Après 27 ans de tensions, la France et le Rwanda prêts à une réconciliation
Emmanuel Macron reçoit en ce moment le président rwandais dans le cadre du sommet sur l’économie africaine. Les deux hommes semblent prêts à écrire une nouvelle page de l'histoire entre les deux pays.
La relation entre la France et le Rwanda est entaillée depuis les années 90. Il est difficile, voire impossible de parler de Paris et de Kigali sans parler du génocide des Tutsis de 1994 qui a fait 800 000 morts et du rôle de la France de l'époque. Les mémoires françaises et rwandaises ne se sont jamais réconciliées.
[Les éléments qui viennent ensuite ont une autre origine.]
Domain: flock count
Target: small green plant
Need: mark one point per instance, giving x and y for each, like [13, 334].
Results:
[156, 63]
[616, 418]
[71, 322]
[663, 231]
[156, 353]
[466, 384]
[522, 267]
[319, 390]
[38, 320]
Mais après 27 ans de tensions, les deux pays semblent prêts à tourner la page. Après un entretien avec Emmanuel Macron, Paul Kagamé s'est confié à plusieurs médias français. Il n'est pas question "d'oublier, souligne le président rwandais, mais de pardonner", les mots sont forts. France et Rwanda ont désormais "l’opportunité de bâtir une bonne relation".
Comment expliquer ce changement d'attitude entre les deux pays ? Chacun a fait un pas vers l'autre. D'un côté, Emmanuel Macron est sorti du déni. La France a longtemps fermé les yeux sur ses responsabilités lors du génocide, surtout sous François Mitterrand où une véritable chape de plomb avait été posée sur cette période. Les historiens parlent même "d'aveuglement". Même si Nicolas Sarkozy avait évoqué, en 2010, les "erreurs politiques" de la France, Emmanuel Macron a été le premier à demander un rapport sur le rôle de la France au Rwanda dans les années 90. Et ce rapport Duclert, rendu en mars, a été le tournant. Il a ouvert la voie à la réconciliation. Les historiens qui l'ont réalisé ont conclu aux responsabilités "indéniables, lourdes et accablantes" de Paris. Le document de plus de 1 000 pages souligne "la faillite de la France" car les autorités françaises ont soutenu le régime "raciste, corrompu et violent" du président hutu Juvénal Habyarimana, proche de François Mitterrand. Le rapport juge également que la France a "réagi tardivement" avec l'opération militaro-humanitaire turquoise, lancée en juin 1994. Si celle-ci, explique le rapport, "a permis de sauver de nombreuses vies", elle n'a pas permis de sauver "la très grande majorité des Tutsis du Rwanda exterminés dès les premières semaines du génocide." La complicité de génocide n'a toutefois pas été retenue.
De l'autre côté, Paul Kagamé, a commandé un rapport (Muse) qui considère que la France a eu une part "active" dans le génocide des Tutsis. Pour le président rwandais, ces deux rapports convergent. Il a donc accepté de renoncer à certaines demandes : "Je peux m’accommoder des conclusions de ce rapport [Duclert]", même si la “complicité” de la France a été écartée. Il qualifie les conclusions des historiens français de "grand pas en avant."
Emmanuel Macron au Rwanda
Pour consolider cette nouvelle relation, Emmanuel Macron a annoncé se rendre au Rwanda le 27 mai. Il devrait prononcer un discours que l'Elysée promet "majeur". Va-t-il prononcer des excuses ? Le Monde a posé la question à Paul Kagamé lundi 17 mai : "Je laisse au président Macron le choix des mots. Des excuses ne peuvent pas venir à la demande." On voit bien que le Rwandais laisse diplomatiquement le choix au Français mais que le message attendu doit être à la hauteur.
"Normalisation, approfondissement de la relation ", dans les équipes de Kagamé, comme dans celles d’Emmanuel Macron, tout indique qu'ils empruntent ensemble un nouveau chemin. D'ailleurs un ambassadeur de France devrait être nommé à Kigali, le poste est vacant depuis 2015. Reste un épineux dossier : les présumés génocidaires qui vivent actuellement en France. L’année dernière, le financier présumé du génocide, Félicien Kabuga, a par exemple été arrêté en banlieue parisienne. "C’est un bon début", pour Paul Kagamé. Il aurait espéré plus, "un certain nombre de présumés génocidaires vivent en France" et "leurs cas n’ont pas été traités correctement."